Segundo Graziano, a retomada de políticas públicas voltadas à segurança alimentar foi um dos fatores que contribuíram para o avanço recente. Entre elas, destacam-se Bolsa Família, PNAE (Programa Nacional de Alimentação Escolar) e medidas de apoio à agricultura familiar.
No entanto, não basta garantir comida na mesa, é preciso priorizar a qualidade da alimentação, defende ele. Isso envolve oferecer uma cesta básica mais saudável, fortalecer a atuação de pequenos agricultores e promover ajustes no modelo de abastecimento de alimentos.
“Hoje, a distribuição está concentrada em grandes centrais e supermercados, o que não favorece os pequenos produtores. Enquanto isso, feiras livres e outros canais locais perdem espaço.

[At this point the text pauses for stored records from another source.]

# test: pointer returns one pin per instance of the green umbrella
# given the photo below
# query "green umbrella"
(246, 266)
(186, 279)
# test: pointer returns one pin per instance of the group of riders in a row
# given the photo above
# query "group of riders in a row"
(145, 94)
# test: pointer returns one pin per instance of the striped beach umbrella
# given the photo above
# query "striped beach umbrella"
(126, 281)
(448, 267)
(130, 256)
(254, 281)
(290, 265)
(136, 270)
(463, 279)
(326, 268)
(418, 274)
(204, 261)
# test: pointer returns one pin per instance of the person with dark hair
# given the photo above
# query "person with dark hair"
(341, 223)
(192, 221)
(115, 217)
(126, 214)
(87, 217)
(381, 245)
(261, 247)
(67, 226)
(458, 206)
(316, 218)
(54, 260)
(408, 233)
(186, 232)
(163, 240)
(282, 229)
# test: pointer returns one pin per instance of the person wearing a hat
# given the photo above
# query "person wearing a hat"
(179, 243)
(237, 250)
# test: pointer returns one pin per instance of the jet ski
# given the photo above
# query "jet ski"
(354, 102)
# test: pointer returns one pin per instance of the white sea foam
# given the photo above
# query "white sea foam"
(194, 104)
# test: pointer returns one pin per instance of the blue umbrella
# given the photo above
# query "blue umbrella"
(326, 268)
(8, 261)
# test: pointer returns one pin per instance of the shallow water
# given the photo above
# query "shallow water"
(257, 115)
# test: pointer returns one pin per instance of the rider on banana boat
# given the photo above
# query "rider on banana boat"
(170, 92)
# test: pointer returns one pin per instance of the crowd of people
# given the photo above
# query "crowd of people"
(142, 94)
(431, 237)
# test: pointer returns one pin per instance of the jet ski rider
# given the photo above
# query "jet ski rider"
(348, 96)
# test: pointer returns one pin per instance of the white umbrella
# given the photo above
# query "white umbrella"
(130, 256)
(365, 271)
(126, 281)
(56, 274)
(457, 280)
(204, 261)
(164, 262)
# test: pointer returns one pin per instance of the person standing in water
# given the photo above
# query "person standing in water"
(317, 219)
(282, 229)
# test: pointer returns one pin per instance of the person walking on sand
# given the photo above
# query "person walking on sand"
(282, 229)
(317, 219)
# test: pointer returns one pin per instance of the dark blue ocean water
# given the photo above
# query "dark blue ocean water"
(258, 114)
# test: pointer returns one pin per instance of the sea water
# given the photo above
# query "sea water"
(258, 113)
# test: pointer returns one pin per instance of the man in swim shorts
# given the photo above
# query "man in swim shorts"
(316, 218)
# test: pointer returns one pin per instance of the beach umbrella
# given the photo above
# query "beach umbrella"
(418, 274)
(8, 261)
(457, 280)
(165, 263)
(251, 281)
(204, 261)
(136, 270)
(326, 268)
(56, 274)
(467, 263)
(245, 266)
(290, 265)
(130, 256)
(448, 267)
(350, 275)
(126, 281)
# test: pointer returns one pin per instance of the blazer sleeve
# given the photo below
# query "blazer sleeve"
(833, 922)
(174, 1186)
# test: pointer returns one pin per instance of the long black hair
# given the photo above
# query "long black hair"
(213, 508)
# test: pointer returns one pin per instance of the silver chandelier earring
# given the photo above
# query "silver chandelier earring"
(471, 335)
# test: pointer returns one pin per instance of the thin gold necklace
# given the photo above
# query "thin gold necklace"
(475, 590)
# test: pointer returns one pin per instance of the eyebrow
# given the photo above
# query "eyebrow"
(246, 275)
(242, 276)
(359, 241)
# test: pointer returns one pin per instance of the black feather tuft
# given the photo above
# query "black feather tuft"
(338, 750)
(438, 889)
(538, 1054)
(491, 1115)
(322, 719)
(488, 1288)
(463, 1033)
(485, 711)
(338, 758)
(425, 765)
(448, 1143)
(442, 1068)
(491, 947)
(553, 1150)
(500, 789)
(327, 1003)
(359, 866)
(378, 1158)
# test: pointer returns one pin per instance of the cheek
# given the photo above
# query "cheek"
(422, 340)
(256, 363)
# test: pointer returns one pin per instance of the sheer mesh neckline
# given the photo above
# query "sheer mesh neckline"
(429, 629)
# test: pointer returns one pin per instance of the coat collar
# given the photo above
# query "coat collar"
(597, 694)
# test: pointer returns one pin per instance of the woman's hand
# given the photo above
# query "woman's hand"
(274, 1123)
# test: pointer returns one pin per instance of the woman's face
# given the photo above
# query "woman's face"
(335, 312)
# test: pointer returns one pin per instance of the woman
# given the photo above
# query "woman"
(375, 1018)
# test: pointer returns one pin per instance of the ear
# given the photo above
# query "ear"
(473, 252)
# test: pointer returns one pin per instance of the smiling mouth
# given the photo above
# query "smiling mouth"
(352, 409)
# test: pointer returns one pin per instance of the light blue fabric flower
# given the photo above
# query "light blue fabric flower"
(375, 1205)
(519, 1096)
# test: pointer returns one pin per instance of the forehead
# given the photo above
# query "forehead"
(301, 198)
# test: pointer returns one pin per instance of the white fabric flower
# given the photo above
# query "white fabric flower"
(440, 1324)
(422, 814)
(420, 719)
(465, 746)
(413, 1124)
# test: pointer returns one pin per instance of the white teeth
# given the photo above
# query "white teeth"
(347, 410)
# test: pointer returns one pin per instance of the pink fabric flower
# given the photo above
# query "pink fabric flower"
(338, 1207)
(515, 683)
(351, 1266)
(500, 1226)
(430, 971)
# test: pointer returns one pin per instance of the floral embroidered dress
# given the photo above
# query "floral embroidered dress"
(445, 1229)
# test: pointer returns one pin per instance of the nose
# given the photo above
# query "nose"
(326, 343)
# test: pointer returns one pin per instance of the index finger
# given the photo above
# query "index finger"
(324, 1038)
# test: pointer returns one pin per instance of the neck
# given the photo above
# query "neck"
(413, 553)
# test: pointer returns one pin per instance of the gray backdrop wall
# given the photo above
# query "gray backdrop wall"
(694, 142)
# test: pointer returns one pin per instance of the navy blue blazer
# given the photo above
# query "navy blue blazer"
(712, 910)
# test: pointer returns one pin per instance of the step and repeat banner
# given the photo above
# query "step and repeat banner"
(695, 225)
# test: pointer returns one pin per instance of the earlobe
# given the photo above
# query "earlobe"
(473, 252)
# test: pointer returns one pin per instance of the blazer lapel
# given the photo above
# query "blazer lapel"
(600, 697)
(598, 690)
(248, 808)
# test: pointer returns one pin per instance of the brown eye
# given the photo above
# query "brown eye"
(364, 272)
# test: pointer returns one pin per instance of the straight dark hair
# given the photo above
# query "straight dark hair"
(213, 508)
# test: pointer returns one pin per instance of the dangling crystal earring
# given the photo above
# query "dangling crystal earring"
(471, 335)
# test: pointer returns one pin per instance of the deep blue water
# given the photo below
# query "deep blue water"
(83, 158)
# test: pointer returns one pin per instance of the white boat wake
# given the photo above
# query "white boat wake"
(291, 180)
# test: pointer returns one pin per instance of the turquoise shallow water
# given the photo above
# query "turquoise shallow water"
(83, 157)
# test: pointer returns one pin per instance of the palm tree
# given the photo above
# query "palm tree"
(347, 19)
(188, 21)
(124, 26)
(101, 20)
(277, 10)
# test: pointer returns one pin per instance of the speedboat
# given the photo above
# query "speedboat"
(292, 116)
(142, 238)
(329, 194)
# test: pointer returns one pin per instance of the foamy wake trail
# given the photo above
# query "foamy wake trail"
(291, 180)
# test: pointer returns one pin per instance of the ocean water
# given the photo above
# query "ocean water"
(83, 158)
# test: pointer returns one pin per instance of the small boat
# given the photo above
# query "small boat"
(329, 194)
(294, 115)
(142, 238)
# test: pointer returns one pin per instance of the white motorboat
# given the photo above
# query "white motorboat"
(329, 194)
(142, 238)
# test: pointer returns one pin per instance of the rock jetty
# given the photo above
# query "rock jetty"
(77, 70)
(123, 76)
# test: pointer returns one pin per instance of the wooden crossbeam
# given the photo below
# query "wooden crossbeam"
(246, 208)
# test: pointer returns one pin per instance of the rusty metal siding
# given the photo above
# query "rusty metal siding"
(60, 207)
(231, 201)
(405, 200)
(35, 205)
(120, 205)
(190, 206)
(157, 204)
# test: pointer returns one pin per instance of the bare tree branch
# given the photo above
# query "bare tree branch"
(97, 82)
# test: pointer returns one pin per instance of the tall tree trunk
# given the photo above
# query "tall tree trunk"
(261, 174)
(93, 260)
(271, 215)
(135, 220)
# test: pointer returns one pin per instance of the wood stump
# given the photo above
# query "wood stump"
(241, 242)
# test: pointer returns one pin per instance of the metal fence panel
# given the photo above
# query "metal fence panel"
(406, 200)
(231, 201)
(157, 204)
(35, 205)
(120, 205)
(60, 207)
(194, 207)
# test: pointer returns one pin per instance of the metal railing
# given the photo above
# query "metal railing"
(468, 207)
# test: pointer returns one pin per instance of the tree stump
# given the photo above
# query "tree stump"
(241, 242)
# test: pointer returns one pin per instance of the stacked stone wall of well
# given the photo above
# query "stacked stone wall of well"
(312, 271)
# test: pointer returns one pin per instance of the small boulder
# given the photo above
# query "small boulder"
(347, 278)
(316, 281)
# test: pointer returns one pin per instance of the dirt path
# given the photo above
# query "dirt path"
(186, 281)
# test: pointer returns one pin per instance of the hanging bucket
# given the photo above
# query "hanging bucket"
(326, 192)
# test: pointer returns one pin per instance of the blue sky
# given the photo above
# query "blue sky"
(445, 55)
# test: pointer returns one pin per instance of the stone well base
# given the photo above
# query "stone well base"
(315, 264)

Essa lógica intensifica os desertos alimentares, especialmente no interior e nas periferias, onde é praticamente impossível encontrar alimentos saudáveis”, afirma o especialista.
A preocupação com o acesso à comida de qualidade também é destacada por Luiza Trabuco, secretária extraordinária de Combate à Pobreza e à Fome do Ministério do Desenvolvimento Social.
Segundo ela, a próxima fase do Plano Brasil Sem Fome —estratégia do governo federal para enfrentar a insegurança alimentar—, prevista para começar em agosto, vai se centrar nos grupos que ainda enfrentam subnutrição ou têm acesso precário a alimentos.
“Nosso foco agora é localizar essas pessoas e garantir que sejam alcançadas pelas políticas públicas. Para isso, criamos um indicador municipalizado, já que antes só havia dados nacionais e estaduais”, explica.
A nova etapa terá como públicos prioritários indígenas, mulheres negras e famílias com crianças. “Com essa ferramenta, vamos orientar a busca ativa, incluir essas famílias no Cadastro Único e garantir o acesso ao Bolsa Família, Minha Casa Minha Vida, tarifa social de energia e ações de segurança alimentar e nutricional”, diz Trabuco.
“Quando falamos em fome, estamos nos referindo ao nível mais grave da insegurança alimentar, quando a pessoa não tem acesso a alimento algum. Já a segurança alimentar e nutricional abrange diferentes níveis”, explica Silvia Zimmermann, coordenadora da Rede Penssan (Rede Brasileira de Pesquisa em Soberania e Segurança Alimentar e Nutricional).
Na pandemia, a comunidade de pesquisadores foi responsável pela realização do 2º Inquérito Nacional sobre Insegurança Alimentar no Contexto da Pandemia da Covid-19 no Brasil, que mostrou que 6 a cada 10 brasileiros —125,2 milhões de pessoas— conviviam com algum grau de insegurança alimentar.
“Mesmo quando há alguma disponibilidade de alimentos, ela pode se restringir a opções não saudáveis, o que também representa insegurança. A dificuldade de acesso à comida saudável está ligada a inúmeros problemas, como a obesidade.”

Para evitar retrocessos, a rede de pesquisadores defende a continuidade de políticas públicas e estruturas institucionais voltadas à segurança alimentar, como a Caisan (Câmara Interministerial de Segurança Alimentar e Nutricional), responsável por articular ações no âmbito do Sisan (Sistema Nacional de Segurança Alimentar e Nutricional).
“Os dados da FAO mostram que o Brasil voltou a alcançar o patamar que havia atingido em 2014. Durante a pandemia, o avanço da fome esteve diretamente ligado ao desmonte dessas políticas. A retomada das ações de segurança alimentar foi essencial para o cenário atual e será decisiva para que o país avance na erradicação da fome”, afirma Zimmermann.